Skip to main content

Can Computers write Science Books? - Brian Clegg

The German academic publisher Springer has for some time been using automated editing software (with mixed results) - but recently has brought out a whole book written by a piece of AI software called Beta Writer. The book, Lithium-Ion Batteries: a machine generated summary of current research, can be downloaded free of charge as a PDF. But is this a serious challenge for science writers?

It's certainly interesting. If I'm honest, this is hardly a book at all - it's more the output of an automated abstract generator pulled together in book form, where frankly this information would be far better just as a web page. However, there's no doubt that there is some interesting work going on here, particularly in the introduction and conclusion sections of the 'book'.

The whole thing starts with a (human written) preface explaining the technology - by far the most readable part of the text. We then get four 'chapters' of machine-generated content, which each have the format introduction/ set of abstracts / conclusion. Obviously it's the introduction and conclusion that provide the most interest.
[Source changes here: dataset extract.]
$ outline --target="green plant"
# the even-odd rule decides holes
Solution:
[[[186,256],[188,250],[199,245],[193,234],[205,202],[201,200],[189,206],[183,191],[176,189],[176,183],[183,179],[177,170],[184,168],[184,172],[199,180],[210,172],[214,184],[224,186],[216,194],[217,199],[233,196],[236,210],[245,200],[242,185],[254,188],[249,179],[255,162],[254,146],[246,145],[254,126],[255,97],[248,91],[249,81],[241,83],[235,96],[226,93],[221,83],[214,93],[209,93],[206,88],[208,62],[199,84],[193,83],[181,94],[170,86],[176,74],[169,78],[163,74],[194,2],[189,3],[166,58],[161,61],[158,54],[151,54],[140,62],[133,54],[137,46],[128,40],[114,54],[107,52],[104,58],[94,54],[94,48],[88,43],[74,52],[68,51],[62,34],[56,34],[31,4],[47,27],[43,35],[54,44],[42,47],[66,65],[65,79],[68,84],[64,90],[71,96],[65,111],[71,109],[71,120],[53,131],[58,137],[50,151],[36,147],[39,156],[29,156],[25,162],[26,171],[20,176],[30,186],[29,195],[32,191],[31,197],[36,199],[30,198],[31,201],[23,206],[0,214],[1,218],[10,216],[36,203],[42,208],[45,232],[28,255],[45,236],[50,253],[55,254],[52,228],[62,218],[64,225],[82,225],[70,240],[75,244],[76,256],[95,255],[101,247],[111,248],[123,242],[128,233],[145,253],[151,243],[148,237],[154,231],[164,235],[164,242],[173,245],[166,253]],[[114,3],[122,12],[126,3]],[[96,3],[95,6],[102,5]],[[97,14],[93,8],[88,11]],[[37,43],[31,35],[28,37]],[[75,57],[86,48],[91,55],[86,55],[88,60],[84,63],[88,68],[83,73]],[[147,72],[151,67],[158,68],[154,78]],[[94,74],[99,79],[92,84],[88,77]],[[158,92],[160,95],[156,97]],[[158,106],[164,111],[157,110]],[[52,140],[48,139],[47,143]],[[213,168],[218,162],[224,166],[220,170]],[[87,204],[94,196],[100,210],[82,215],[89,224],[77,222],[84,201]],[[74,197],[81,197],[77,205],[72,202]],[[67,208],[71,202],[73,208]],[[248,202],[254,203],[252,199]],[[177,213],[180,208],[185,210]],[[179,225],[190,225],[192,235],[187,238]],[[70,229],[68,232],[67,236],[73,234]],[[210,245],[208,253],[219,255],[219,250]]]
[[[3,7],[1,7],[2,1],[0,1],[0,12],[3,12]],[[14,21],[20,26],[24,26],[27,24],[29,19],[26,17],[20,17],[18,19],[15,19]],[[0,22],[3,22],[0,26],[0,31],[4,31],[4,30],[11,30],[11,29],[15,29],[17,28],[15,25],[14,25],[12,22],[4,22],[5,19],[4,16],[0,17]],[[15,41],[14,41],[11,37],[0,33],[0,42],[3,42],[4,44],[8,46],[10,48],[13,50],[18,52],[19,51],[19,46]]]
I'll focus on the first introduction, though the same criticisms apply throughout. The first test of a piece of scientific writing meant to be readable is to take a step back and get an overview of a chunk of text - does it look like English or is it dominated by acronyms and numbers? A chunk out of the first page shows that this is very dense technical text, extremely low on readability:



The other two significant indicators of readability are whether the text is a collection of fact statements or is written using connectives and summary to give flow, and whether or not overall there is a structure that takes the reader by the hand and leads them through a communication process. On both tests, the book falls down in a big way. Pretty well every sentence is a standalone fact statement that could be a bullet point: there is no flow whatsoever. And although some attempt has been made to group these statements effectively, there is no sense of a thought-through structure. In the interminable-seeming introductions - the first one runs to 22 dense pages - there is no sense that we are going anywhere, just that we are experiencing randomly thrown together bits of data.
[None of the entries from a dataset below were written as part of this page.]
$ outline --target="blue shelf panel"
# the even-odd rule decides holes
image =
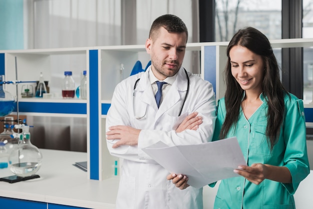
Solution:
[[[18,102],[20,112],[86,114],[86,103]]]
[[[204,80],[212,84],[214,93],[216,94],[216,47],[204,46]]]
[[[4,54],[0,53],[0,74],[4,74]]]
[[[99,98],[98,50],[89,51],[90,178],[99,180]]]
[[[111,106],[111,104],[106,104],[106,103],[102,103],[101,104],[101,114],[106,115],[108,114],[108,108]]]
[[[313,108],[304,108],[306,122],[313,122]]]

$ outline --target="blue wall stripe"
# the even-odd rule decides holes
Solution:
[[[306,122],[313,122],[313,108],[304,108]]]
[[[16,108],[14,110],[16,112]],[[86,114],[86,103],[18,102],[18,112],[67,114]]]
[[[89,51],[90,178],[99,180],[99,98],[98,50]]]
[[[4,74],[4,54],[0,53],[0,74]]]
[[[76,206],[64,206],[62,204],[48,204],[48,209],[87,209],[86,208],[78,207]]]
[[[214,92],[216,94],[216,46],[204,46],[204,80],[212,84]]]
[[[101,114],[106,115],[108,114],[109,108],[111,106],[111,104],[106,103],[101,104]]]

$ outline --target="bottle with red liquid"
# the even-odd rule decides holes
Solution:
[[[74,98],[75,96],[75,82],[72,76],[72,71],[64,72],[62,83],[62,96],[63,98]]]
Inevitably, an automated process will produce some sentences that don't quite work, so one essential here is to see whether these have been captured and fixed. A reasonably high percentage of the content does make grammatical sense, but there are regular hiccups - for example we get: 

  • 'That sort of research's principal aim...' - it should be 'principle' not 'principal'. 
  • 'Materials, a number of metal oxides with high theoretical capacity have aroused more and more attention including...' - that 'Materials,' start makes no sense.
  • 'Through Tang and others, mesoporous nanosheet is synthesized...' - sounds painful.
  • 'It is still maintained the huge capacity of 611 mAg-1... when utilized as an anode.' - doesn't make any sense.
  • 'Apart from, few-layer nanosheets enhance a fast insertion...' - apart from what?
  • And so on for many, many more examples.

Going on comments I've had from some Springer authors, the level of uncaught or automatic-editing-generated errors is fairly high in their human-authored publications - these books tend not to be heavily edited - but because they are starting with far more readable text, this is less of an issue.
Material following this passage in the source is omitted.